Tribunais de todo o país aguardam, há anos, decisões sobre um número
recorde de processos que dependem do STF. Um legado da gestão Barbosa
foi o de transformar o STF no gargalo supremo da Justiça brasileira.
A AP 470, considerada por alguns como seu "grande legado" e, por ele
mesmo, como ponto alto da história do STF, sequer estabeleceu critérios
para se tratar casos homólogos, como o mensalão do PSDB e o do DEM.
O legado da AP 470 se resume a meia dúzia de presos, e não a qualquer
avanço no combate à corrupção. Sequer firmou-se um critério de
julgamento para casos futuros. Portanto, não é exemplo de nada.

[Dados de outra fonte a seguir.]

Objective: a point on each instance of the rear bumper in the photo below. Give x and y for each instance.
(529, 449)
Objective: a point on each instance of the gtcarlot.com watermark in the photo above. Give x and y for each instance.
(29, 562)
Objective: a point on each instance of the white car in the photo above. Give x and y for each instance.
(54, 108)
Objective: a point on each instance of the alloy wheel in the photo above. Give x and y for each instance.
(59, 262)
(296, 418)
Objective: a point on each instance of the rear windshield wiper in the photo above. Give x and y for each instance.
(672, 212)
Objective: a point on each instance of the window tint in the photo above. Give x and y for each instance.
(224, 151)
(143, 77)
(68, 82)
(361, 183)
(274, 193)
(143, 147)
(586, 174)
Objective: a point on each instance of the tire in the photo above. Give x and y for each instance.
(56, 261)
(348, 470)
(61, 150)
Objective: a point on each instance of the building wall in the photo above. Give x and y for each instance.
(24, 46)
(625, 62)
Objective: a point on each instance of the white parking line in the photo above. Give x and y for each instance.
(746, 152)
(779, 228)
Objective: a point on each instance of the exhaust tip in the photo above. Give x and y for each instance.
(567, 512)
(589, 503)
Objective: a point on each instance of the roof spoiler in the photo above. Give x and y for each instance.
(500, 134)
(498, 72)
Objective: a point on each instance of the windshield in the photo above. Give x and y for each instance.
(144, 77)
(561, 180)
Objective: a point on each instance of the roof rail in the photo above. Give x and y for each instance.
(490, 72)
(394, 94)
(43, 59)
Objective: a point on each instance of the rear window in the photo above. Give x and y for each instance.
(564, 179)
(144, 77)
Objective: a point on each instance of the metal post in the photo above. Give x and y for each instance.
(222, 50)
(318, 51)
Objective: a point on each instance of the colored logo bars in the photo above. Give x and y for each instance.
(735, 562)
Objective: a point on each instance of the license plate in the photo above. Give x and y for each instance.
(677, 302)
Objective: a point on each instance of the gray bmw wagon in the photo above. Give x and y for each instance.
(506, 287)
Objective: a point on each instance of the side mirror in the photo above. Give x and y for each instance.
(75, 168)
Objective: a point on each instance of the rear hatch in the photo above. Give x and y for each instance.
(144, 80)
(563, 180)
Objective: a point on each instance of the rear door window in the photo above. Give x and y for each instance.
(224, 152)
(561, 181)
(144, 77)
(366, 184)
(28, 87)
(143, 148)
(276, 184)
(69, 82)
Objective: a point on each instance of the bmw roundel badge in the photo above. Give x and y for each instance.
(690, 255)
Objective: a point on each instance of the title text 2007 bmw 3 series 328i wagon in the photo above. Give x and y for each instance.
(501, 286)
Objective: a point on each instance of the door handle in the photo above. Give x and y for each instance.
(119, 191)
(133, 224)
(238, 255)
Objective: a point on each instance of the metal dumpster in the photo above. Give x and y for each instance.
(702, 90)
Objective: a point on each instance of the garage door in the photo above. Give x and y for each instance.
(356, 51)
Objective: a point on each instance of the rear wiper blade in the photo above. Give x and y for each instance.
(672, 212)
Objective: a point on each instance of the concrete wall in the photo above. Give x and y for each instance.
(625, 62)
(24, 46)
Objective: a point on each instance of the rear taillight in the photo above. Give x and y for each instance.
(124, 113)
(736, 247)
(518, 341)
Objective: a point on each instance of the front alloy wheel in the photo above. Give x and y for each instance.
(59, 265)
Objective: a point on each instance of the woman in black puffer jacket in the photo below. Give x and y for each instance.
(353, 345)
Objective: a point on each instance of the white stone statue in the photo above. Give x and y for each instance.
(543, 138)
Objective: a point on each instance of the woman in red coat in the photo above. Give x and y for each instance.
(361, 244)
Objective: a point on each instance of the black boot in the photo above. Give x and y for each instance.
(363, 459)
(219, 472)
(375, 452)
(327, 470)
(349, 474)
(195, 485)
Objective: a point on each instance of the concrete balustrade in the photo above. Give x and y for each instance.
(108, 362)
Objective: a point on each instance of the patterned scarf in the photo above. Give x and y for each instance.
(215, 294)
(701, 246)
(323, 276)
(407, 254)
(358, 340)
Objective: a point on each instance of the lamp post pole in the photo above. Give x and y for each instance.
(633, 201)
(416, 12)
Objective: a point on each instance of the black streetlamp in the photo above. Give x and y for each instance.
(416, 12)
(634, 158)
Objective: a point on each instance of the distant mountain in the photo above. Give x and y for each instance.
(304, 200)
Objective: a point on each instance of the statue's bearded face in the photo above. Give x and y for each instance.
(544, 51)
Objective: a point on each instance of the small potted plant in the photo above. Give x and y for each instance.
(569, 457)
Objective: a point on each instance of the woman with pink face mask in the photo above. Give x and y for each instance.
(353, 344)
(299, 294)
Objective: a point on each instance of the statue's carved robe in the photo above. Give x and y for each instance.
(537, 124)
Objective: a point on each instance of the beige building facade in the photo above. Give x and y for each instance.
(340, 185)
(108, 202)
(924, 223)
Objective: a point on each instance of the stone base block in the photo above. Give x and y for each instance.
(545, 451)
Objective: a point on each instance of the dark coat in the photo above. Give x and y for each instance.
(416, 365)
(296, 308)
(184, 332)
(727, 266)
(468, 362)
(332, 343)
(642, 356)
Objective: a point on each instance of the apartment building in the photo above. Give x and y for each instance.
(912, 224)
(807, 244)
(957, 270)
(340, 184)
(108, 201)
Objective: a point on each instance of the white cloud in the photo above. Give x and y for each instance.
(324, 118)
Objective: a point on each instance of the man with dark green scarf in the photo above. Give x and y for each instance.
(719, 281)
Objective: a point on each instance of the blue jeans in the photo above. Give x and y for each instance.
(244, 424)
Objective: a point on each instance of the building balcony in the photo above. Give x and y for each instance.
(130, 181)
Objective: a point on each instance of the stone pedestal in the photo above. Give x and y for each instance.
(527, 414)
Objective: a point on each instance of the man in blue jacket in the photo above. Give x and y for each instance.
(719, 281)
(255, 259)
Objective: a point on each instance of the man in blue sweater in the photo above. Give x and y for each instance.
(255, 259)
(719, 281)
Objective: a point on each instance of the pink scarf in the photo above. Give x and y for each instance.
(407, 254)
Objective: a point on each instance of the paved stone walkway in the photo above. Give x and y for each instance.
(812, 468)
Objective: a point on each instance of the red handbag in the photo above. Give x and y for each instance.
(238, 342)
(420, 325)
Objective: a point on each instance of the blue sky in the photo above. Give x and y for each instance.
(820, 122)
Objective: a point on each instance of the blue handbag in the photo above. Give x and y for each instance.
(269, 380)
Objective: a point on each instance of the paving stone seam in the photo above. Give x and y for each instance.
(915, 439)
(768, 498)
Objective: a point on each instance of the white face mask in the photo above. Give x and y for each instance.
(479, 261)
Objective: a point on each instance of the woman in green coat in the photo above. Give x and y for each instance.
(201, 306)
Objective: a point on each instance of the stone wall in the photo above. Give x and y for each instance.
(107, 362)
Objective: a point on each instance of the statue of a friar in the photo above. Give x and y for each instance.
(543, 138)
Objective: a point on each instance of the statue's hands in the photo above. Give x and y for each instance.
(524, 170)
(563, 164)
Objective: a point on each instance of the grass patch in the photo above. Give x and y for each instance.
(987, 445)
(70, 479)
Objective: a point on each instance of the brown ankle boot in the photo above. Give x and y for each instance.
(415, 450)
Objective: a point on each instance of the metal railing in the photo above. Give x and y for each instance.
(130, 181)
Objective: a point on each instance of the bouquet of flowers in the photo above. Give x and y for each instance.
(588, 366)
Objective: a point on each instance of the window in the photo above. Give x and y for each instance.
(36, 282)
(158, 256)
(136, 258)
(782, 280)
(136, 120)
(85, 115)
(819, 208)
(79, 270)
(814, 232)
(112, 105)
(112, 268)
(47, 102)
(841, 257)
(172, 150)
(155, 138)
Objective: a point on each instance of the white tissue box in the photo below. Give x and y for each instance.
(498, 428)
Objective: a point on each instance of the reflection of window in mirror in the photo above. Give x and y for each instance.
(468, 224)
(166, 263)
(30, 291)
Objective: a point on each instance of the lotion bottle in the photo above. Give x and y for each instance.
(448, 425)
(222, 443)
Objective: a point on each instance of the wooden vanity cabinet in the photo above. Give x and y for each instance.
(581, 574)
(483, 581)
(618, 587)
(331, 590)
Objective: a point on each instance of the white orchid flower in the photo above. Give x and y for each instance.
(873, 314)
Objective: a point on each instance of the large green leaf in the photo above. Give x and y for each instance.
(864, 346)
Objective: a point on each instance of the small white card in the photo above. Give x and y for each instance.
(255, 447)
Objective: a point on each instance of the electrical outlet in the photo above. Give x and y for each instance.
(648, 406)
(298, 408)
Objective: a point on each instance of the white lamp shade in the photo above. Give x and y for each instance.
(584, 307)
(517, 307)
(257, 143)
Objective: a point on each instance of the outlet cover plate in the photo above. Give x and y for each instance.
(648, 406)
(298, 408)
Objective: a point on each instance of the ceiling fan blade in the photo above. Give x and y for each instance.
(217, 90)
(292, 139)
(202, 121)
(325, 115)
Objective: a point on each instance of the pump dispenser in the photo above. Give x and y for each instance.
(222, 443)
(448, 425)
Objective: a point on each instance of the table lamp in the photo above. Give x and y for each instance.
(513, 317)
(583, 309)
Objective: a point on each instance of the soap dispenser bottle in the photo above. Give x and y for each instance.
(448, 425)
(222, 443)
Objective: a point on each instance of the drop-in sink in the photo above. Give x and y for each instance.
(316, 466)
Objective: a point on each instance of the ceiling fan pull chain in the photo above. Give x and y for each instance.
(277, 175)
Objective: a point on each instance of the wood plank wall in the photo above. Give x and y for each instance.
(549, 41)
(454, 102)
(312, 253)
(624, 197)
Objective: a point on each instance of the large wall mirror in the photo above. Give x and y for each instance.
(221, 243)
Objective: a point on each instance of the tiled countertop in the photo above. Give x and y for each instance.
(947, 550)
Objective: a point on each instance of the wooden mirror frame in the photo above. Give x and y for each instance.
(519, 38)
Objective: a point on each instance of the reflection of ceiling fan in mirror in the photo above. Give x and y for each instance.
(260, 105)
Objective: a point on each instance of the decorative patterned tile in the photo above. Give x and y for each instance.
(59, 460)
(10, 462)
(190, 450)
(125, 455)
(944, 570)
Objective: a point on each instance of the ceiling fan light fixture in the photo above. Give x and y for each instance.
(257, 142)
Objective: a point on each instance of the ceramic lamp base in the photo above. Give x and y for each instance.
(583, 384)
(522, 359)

Barbosa tratou seus pares a pontapés; generalizou acusações contra
advogados e juízes, como se todos fossem maçãs podres; mandou
jornalistas chafurdarem no lixo.
Tudo isso atraiu a atenção e até o entusiasmo de quem não gosta de
advogados, juízes, jornalistas e políticos. Mas o que trouxe de
construtivo para o País? O que gerou de mudança? Absolutamente nada.
Barbosa é tão importante para a história do País quanto um Jânio
Quadros. Arrogância, destempero verbal e o gosto por tratar quem quer
que seja como corrupto podem até angariar simpatia, mas até hoje não
trouxeram qualquer contribuição efetiva para mudar a política.
Pouco importa o destino de Barbosa. A única dúvida relevante que fica
é a mesma que Marx expressou em "O 18 Brumário de Luís Bonaparte": é
preciso refletir sobre as "circunstâncias e condições que possibilitaram
a um personagem medíocre e grotesco desempenhar um papel de herói".